Put An End To Impostor Syndrome

People with impostor syndrome doubt their skills to the point of attributing all success or achievement to external factors such as chance or circumstances.

This phenomenon leads us to constantly question our merit and, in many cases, it puts a stop to our personal and professional ambitions.


Studies indicate that 70% of professionals will be confronted with this phenomenon at least once in their careers. In addition, these studies have shown that women are more affected by impostor syndrome than men.


As is the case with any psychological mechanism, it is okay to feel helpless. Fortunately, there are different ways to deal with this feeling.


I personally use the following 3 tips.


  • Acknowledge your skills

When you feel that your negative thoughts are invading you, review every single action taken that led to your success. Use first-person phrases such as "I met my deadlines" or "I took the initiative to consult a resource with more knowledge in a given area".


By doing this, you can easily quantify and qualify your efforts.


  • Welcome the nudges

We all benefit at one time or another from "luck".

Whether it comes from heaven, chance or an acquaintance, remember that help does not invalidate your skills or your merit.

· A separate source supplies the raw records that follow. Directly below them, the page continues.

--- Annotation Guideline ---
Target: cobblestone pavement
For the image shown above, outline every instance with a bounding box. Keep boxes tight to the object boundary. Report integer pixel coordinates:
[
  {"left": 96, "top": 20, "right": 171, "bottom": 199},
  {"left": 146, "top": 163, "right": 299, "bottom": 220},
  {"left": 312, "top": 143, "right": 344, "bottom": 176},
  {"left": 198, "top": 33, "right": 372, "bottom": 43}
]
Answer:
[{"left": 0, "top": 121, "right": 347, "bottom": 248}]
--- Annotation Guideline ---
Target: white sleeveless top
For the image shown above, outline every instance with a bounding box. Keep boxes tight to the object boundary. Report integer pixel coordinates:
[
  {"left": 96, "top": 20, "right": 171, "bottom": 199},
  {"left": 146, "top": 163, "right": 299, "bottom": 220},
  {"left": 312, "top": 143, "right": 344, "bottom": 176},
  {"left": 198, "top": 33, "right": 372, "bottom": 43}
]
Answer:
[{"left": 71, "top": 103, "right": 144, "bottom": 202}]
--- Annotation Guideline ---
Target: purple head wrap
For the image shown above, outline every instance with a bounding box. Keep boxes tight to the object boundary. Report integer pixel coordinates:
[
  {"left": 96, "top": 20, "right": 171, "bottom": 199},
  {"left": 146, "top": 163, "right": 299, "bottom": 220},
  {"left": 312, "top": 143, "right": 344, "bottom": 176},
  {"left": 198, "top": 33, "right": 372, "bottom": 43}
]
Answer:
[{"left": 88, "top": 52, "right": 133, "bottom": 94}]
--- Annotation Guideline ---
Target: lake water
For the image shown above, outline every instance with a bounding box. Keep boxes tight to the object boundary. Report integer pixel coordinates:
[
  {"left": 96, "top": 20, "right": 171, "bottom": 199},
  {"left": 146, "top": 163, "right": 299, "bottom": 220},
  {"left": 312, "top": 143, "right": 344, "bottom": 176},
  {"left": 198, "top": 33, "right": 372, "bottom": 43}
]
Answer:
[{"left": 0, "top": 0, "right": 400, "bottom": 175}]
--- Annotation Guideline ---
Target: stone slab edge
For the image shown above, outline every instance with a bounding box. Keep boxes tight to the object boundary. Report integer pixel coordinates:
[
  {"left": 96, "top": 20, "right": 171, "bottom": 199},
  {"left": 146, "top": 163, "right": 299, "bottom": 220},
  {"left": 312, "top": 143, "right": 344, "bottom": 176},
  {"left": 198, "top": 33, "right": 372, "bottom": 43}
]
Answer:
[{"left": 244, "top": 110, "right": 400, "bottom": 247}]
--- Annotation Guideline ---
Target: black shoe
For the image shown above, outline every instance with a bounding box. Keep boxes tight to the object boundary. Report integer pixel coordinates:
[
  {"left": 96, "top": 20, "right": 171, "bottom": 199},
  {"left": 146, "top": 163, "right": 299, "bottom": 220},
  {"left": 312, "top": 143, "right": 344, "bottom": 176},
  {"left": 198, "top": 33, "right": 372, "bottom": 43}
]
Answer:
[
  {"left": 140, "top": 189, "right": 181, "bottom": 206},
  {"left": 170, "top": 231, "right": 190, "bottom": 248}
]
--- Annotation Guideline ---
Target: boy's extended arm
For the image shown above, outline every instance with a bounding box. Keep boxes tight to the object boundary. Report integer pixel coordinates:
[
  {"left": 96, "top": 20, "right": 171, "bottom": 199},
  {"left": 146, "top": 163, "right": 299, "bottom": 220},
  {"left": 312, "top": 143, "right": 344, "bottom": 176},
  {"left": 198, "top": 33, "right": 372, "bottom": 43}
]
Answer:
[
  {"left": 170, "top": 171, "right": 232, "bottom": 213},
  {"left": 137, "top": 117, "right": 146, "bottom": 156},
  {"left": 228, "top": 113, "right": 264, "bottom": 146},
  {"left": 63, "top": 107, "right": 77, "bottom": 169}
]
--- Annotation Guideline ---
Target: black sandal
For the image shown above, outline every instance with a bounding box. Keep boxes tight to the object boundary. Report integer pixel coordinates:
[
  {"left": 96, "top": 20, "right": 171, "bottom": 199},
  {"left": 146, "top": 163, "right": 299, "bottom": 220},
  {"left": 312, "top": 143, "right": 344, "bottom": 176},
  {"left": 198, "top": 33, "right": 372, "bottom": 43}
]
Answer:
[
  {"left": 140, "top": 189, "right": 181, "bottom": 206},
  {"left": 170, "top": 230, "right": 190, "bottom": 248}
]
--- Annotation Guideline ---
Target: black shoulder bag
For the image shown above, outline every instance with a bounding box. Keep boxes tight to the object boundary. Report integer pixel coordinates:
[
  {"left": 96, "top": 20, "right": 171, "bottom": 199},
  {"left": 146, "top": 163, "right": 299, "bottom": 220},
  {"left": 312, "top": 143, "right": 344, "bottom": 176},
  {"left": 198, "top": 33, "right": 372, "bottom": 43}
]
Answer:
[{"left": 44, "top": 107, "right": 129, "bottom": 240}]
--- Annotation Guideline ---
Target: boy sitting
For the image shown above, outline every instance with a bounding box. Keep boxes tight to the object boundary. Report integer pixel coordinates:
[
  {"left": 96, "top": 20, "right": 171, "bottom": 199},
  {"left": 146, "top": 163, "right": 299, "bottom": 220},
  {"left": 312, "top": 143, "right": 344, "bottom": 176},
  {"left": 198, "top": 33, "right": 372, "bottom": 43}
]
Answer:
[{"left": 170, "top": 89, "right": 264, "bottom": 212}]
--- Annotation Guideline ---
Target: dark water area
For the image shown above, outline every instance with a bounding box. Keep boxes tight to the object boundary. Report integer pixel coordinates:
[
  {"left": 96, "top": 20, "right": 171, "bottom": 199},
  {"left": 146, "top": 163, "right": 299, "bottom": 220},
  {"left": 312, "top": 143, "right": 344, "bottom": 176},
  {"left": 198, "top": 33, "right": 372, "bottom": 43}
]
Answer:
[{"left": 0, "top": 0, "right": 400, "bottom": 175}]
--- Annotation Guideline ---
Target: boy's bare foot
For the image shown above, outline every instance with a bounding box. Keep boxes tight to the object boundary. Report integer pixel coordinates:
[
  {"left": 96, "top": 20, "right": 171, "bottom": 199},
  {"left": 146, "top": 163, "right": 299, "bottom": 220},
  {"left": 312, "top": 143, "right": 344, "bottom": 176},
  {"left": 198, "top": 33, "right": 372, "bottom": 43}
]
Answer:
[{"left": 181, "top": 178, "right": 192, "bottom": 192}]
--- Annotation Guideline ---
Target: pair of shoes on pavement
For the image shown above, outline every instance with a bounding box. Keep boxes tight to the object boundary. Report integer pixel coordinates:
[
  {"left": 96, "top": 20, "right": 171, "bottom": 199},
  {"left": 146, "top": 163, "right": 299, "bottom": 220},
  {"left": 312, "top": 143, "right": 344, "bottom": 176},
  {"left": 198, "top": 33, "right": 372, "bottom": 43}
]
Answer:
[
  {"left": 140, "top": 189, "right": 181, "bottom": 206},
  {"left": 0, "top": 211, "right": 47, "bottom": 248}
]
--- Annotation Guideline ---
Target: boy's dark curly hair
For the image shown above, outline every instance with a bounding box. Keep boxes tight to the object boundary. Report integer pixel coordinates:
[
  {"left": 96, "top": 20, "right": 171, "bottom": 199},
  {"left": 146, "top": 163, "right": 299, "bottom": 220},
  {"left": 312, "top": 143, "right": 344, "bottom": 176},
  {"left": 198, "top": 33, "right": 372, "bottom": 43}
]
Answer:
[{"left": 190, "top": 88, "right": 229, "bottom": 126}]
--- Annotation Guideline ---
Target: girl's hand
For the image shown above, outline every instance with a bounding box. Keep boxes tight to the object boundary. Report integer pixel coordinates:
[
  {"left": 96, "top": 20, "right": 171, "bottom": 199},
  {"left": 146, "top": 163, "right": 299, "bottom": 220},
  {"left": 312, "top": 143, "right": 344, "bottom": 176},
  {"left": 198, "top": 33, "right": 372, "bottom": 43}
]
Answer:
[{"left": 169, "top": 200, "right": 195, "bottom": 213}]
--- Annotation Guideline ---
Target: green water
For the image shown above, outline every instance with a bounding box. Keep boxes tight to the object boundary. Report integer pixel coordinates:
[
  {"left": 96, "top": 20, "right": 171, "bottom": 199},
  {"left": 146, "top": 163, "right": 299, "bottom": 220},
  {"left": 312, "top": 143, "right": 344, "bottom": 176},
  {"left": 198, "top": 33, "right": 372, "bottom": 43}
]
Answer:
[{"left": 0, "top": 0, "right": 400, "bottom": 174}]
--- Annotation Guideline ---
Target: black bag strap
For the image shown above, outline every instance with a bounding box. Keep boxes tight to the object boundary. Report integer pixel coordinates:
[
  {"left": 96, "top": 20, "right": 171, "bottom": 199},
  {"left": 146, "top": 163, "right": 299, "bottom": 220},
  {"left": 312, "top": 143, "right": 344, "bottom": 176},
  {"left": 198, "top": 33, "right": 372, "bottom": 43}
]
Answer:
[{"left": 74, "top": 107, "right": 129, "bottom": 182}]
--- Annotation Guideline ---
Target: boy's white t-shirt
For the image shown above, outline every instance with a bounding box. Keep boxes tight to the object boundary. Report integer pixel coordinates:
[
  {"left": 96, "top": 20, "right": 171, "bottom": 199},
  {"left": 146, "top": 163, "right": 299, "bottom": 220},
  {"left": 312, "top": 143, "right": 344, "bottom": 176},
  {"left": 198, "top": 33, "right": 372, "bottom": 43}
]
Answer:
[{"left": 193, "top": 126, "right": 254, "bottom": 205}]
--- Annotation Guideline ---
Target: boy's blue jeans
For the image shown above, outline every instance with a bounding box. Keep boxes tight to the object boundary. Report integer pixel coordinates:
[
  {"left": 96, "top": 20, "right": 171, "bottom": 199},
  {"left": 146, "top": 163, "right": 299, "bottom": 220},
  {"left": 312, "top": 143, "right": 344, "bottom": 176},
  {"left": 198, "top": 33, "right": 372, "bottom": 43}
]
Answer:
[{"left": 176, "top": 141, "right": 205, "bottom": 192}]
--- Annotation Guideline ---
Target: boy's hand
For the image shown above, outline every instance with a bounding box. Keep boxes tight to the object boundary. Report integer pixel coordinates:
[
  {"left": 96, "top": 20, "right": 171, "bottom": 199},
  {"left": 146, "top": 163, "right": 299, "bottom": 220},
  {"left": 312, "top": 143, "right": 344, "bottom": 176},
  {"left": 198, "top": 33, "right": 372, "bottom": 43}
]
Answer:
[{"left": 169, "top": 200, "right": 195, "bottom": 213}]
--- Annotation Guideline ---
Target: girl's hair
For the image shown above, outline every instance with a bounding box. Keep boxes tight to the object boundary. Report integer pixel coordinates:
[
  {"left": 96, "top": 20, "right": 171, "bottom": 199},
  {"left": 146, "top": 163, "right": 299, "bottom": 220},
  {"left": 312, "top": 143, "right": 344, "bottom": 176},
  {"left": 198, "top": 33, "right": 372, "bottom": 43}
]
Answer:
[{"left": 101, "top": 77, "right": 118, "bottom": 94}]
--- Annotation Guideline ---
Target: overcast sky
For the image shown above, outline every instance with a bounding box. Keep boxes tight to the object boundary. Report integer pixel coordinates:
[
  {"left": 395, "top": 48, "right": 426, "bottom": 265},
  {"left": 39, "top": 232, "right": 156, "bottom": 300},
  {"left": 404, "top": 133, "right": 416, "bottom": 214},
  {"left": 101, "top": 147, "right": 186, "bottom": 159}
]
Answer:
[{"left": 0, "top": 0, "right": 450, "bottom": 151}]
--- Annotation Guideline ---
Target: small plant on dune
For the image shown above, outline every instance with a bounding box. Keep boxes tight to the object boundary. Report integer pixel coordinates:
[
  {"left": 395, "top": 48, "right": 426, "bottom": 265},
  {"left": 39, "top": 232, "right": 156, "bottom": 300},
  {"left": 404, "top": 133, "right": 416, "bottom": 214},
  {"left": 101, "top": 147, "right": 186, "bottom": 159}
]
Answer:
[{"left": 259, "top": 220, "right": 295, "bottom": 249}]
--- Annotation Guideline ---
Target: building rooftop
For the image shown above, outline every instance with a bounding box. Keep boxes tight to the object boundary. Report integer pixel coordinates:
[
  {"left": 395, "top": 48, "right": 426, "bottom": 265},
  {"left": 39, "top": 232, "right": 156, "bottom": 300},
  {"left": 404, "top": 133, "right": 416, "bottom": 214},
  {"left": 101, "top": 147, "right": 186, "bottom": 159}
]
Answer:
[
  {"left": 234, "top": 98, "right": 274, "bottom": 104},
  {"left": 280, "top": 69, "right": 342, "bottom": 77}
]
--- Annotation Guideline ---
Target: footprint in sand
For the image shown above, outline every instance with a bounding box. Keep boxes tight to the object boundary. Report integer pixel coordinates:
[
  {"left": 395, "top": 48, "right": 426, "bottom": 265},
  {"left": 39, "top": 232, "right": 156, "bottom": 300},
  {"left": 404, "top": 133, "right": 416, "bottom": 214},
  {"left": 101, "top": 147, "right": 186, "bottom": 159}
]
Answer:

  • Prioritize physical activity

You don't need to run a marathon if you don't want to. Simply engaging in regular refocusing activities such as yoga or meditation is enough.

These activities have been scientifically proven to help build self-confidence and reduce negative thinking.


It's important to note that the cause of impostor syndrome varies from person to person: it can be the result of a particularly disturbing event, disorders such as anxiety, your personality and even your employer's corporate culture.


Further looking into what is behind this mechanism could go a long way in helping you overcome it.


What about you, do you suffer from impostor syndrome? How do you tackle it?